From Bonn to Vienna, in Search of Beethoven, the Man

Cäcilia Fischer, a neighbor, later recalled the young Beethoven “leaning in the window with his head in both hands and staring fixedly at one spot. ”A tall, odd-looking metal sculpture by the Japanese-born sculptor Yukako Ando now marks the site, showing desks climbing skyward, topped by a window. Standing there, looking at the one thing Beethoven would still recognize, the Rhine, it was easy to imagine him escaping into his own world.

A blockbuster exhibition running through April in the Bonn’s Bundeskunsthalle has gathered some of the world’s most important Beethoven artifacts under one roof, in ways that both illuminate and question Beethoven mythology.

Take the story of how he had initially planned to name his “Eroica” Symphony for Napoleon — until Napoleon proclaimed himself emperor, and Beethoven, disillusioned, asked, “Is he then, too, nothing more than an ordinary human being?”

The exhibition displays the manuscript of the symphony’s title page, where the words “intitolata Bonaparte” (“entitled Bonaparte”) were rubbed out with such force that it scraped a hole in the paper. But other exhibits called into question how complete his repudiation of Napoleon was. When Napoleon’s brother Jerome was made king of the short-lived kingdom of Westphalia a few years later, and offered Beethoven a well-paid post, Beethoven seems to have considered taking it — at least until some Viennese nobles agreed to pay him a large salary to keep him in Vienna.

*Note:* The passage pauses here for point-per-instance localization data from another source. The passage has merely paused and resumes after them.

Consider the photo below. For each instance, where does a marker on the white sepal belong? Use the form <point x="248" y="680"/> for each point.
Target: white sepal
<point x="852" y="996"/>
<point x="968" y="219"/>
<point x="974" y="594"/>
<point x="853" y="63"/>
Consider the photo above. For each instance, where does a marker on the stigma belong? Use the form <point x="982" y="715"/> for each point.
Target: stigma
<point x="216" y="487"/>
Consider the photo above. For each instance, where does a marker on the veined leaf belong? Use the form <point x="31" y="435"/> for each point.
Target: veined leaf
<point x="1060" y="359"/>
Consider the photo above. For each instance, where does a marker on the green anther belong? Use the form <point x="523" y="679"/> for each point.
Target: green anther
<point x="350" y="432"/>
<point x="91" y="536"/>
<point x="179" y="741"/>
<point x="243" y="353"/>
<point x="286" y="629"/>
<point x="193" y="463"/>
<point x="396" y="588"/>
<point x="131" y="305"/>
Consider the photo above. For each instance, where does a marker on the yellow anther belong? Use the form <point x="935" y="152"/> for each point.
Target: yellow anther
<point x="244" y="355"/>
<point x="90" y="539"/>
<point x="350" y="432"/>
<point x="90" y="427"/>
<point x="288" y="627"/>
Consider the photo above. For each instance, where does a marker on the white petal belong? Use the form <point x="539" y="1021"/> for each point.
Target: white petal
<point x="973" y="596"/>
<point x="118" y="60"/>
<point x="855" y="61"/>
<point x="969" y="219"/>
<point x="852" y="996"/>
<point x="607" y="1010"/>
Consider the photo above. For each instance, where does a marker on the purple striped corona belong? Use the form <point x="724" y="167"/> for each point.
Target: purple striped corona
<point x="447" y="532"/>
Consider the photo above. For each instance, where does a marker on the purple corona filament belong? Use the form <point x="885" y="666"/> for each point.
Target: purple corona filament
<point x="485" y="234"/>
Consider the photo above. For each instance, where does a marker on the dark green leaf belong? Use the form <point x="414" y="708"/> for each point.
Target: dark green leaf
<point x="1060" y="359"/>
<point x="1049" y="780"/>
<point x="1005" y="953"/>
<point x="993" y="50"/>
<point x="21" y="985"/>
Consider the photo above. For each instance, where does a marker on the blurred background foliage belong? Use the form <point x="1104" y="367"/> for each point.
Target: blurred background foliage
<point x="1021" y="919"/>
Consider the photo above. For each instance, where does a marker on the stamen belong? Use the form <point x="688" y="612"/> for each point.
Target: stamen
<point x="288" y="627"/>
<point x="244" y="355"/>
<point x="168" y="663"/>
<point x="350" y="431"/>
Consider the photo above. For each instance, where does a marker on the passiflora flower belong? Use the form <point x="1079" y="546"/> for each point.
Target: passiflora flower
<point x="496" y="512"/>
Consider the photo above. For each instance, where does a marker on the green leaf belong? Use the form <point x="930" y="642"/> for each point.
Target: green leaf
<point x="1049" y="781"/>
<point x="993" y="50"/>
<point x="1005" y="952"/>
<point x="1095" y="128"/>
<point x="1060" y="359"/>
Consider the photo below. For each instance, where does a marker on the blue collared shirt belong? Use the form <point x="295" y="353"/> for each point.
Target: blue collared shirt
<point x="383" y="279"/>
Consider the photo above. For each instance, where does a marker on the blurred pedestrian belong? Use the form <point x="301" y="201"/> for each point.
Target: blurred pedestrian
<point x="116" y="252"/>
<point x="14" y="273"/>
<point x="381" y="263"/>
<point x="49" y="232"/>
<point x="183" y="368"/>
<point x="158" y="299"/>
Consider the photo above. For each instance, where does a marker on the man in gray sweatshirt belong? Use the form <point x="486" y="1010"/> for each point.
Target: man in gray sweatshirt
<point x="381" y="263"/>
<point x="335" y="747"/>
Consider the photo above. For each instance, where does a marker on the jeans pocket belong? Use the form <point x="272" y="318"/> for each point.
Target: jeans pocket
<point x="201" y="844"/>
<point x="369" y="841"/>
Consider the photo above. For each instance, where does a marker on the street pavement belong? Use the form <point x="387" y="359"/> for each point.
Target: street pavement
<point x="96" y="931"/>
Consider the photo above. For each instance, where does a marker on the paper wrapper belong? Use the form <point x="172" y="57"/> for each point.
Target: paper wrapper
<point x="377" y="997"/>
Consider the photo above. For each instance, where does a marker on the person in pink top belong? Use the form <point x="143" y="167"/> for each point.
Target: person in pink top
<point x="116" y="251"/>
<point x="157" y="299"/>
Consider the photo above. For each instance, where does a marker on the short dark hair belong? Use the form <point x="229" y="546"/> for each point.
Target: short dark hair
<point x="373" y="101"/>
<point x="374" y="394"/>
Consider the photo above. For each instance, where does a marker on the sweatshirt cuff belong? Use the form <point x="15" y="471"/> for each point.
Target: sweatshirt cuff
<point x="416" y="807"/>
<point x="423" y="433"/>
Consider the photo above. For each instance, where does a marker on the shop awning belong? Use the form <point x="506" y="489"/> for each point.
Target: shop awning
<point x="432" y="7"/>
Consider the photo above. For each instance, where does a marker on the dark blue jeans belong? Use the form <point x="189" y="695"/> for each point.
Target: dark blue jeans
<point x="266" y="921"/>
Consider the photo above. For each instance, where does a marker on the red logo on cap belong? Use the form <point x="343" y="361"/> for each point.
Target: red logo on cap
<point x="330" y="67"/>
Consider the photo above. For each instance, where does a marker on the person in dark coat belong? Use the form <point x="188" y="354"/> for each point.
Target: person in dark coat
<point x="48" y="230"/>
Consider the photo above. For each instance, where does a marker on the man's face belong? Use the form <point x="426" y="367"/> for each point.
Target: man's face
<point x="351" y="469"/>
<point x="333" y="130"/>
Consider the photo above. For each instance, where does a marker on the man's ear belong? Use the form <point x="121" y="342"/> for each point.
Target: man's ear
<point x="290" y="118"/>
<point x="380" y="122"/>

Bonn’s historic center is its own Beethoven exhibit. In a church near his birthplace, I saw the marble-bottomed baptismal font in which baby Ludwig was baptized on Dec. 17, 1770. Nearby, in what is now the university, I ducked into the Palace Church, where, as a child, he was assistant court organist. Then it was over to the market square, where Beethoven’s most influential early teacher, the composer Christian Gottlob Neefe, discussed Enlightenment ideals with local intellectuals.

The grave of Beethoven’s mother, Maria Magdelena, in the city’s old cemetery, lies near the graves of the composers Robert and Clara Schumann. She fell ill in 1787 while Beethoven, 16, was on his first trip to Vienna, where he had hoped to study with Mozart. He cut his trip short to return to her.